2. Способ по пп.1 и 2, отличающийся тем, что в качестве материала клипсы использован никелид титана.
3. Способ по пп. 1 и 2, отличающийся тем, что клипсу перед наложением деформируют при температуре от 0 до +10 o С.
5. Способ по п.4, отличающийся тем, что клипсой после деформирования по крайней мере одним заостренным концом бранши прошивают ткань в области клипируемой структуры.
6. Способ по пп.4 и 5, отличающийся тем, что клипса после деформирования, размещенная на участке клипируемой структуры, при контакте с последней пережимает просвет структуры за счет смыкания браншей.
7. Способ по пп.5 и 6, отличающийся тем, что клипса после деформирования, размещенная на участке клипируемой структуры, пережимает просвет структуры за счет смыкания браншей при подведении дополнительного источника тепла.
8. Способ по пп.1-7, отличающийся тем, что наложенная клипса может быть извлечена при температуре от 10 до 30 o С за счет частичного восстановления разомкнутой формы при принудительном охлаждении.
9. Клипса для осуществления способа по пп.1-8 из совместимого с живой тканью биологически инертного сплава с односторонним и обратимым эффектом памяти формы, содержащая параллельные, прилегающие в рабочем состоянии одна к другой бранши, из которых по крайней мере одна выполнена с загнутым концом, отличающаяся тем, что имеет заостренный загнутый конец и длину в рабочем состоянии от 3 до 15 мм, при этом выполнена из круглой или плющенной проволоки или проволоки, изогнутой с образованием двух браншей с насечкой на внутренней стороне.

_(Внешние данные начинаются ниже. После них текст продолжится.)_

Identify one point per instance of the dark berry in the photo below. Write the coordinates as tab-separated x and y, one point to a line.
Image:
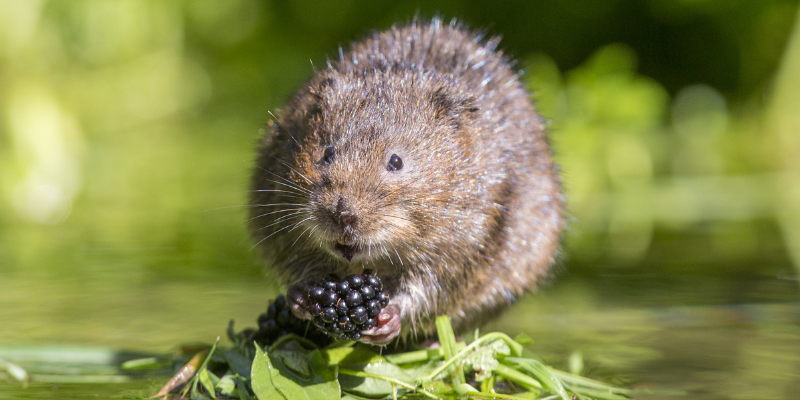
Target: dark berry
383	298
342	288
329	298
280	303
329	285
367	292
359	315
329	314
316	293
373	281
355	281
347	326
283	317
354	299
342	308
373	308
269	327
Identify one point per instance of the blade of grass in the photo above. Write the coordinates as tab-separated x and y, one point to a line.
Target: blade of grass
391	380
543	374
516	349
447	339
513	375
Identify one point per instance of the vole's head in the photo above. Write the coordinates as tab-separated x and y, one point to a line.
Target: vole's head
382	159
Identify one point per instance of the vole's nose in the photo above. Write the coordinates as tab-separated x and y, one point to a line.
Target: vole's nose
345	214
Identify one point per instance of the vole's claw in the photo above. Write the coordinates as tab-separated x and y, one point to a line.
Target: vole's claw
297	297
388	327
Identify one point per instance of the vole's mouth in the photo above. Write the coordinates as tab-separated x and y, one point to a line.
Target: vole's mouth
347	250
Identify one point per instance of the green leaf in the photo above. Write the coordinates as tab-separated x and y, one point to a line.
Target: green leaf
238	362
447	338
296	361
523	339
208	383
539	371
261	378
373	387
465	388
272	379
350	356
483	360
227	385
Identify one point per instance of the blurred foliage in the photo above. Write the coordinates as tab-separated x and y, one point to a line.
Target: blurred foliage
127	131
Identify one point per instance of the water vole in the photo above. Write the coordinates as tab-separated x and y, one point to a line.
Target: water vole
418	154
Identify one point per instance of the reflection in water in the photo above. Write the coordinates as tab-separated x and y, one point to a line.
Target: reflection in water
126	140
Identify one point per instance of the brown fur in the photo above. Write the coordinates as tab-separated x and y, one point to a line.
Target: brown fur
473	219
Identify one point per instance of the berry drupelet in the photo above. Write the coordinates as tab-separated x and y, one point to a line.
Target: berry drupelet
344	308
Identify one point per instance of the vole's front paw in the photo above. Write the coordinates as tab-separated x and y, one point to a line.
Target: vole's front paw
298	300
388	327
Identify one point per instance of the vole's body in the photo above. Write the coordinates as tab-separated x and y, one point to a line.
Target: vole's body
470	222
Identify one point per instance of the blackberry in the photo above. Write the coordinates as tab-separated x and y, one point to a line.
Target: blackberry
279	321
343	308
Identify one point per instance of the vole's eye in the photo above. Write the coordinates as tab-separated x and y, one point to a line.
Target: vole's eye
395	163
327	156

10. Клипса по п. 9, отличающаяся тем, что вторая бранша имеет прямой заостренный конец.
11. Клипса по п.9, отличающаяся тем, что обе бранши имеют загнутые заостренные концы.
12. Клипса по пп.9-11, отличающаяся тем, что на другом конце оно содержит круглую или эллиптическую петлю.
13. Клипса по пп.9-12, отличающаяся тем, что плющенная проволока имеет бочкообразный профиль, а ее толщина составляет 0,200,70 мм.
14. Клипса по п.13, отличающаяся тем, что ширина плющенной проволоки составляет от 0,3 до 1,5 мм.
15. Клипса по пп.13 и 14, отличающаяся тем, что отношение ширины плющенной проволоки к ее толщине составляет 1,55.